Over the last couple of weeks, we've been looking at the fundamentals of performance.  The fundamentals, in case you weren't paying attention, are motivation, ability, opportunity and interference.  I have to wonder, sometimes, at the extent of the ways in which some organisations seem to interfere with their employees.  For instance, a while back I visited an office to run a workshop: it took forty-five minutes to clear security (not an exaggeration) which involved watching a health and safety video and then taking a short test on the content.  The video covered such surprises as telling watchers to hold the handrail on the stairs and to call the emergency services if they came across a fire.

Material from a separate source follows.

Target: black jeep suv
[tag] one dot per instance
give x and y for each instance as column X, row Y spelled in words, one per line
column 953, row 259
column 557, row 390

The advice didn't end there.  At the coffee point, the fridge bore instructions for use, including the gem that it was to be used for storing food.  In the gents' toilets, there were three instructions on how to wash your hands, as well as warnings that the hot water in the taps might, actually, be hot.  

I'm a middle aged man; I've been using stairs - quite successfully, as it happens - for over forty years without needing any kind of advice.  I cottoned on to the idea of what fridges were for not long after I started using the stairs. I understand the concepts of hot and cold and the idea that hot can hurt.  I don’t feel that I need all these warnings but perhaps I'm unusual in that respect.  Perhaps there are young people who haven't mastered these concepts; perhaps there are people, fresh from university, who haven't figured out the best way to walk up and down stairs without ending up in a crumpled heap at the bottom.  I suspect not, however.  

I'm all for keeping people safe but surely there has to be a place for common sense?  Surely there's a place for treating people like adults?  I have to wonder what this kind of infantilizing of people actually does to them.  I try not to be deliberately perverse but the more I'm told to hold the stair rail, the more I felt like deliberately not doing it.

The interesting thing about this client is that, for the first time in twelve years, I had stuff stolen overnight from the training room.  Talking to a security guard about it, he was telling me that this was not unusual.  When they get a spate of thefts from an area, the security guards place hidden cameras to monitor what's going on.  They never catch anyone, however, because they always tell people that the cameras are going to be placed there and the thefts stop.  What this shows is that it's not strangers walking around pinching things and it's not the cleaners: it's the people who work in the office.  

What must it be like, I wonder, not to be able to trust the person sitting a the desk next to you?  What must it be like to know that the person sitting next to you, the man or woman that you chat with, that you share jokes with, will steal your mobile phone if he or she gets the chance?  Perhaps I'm wrong but I believe that these two factors - the infantilization and the petty theft - are connected.  I believe that if you treat people like they can't be trusted to even look after themselves, they'll behave in untrustworthy ways.  I believe that organisations, like people, reap what they sow.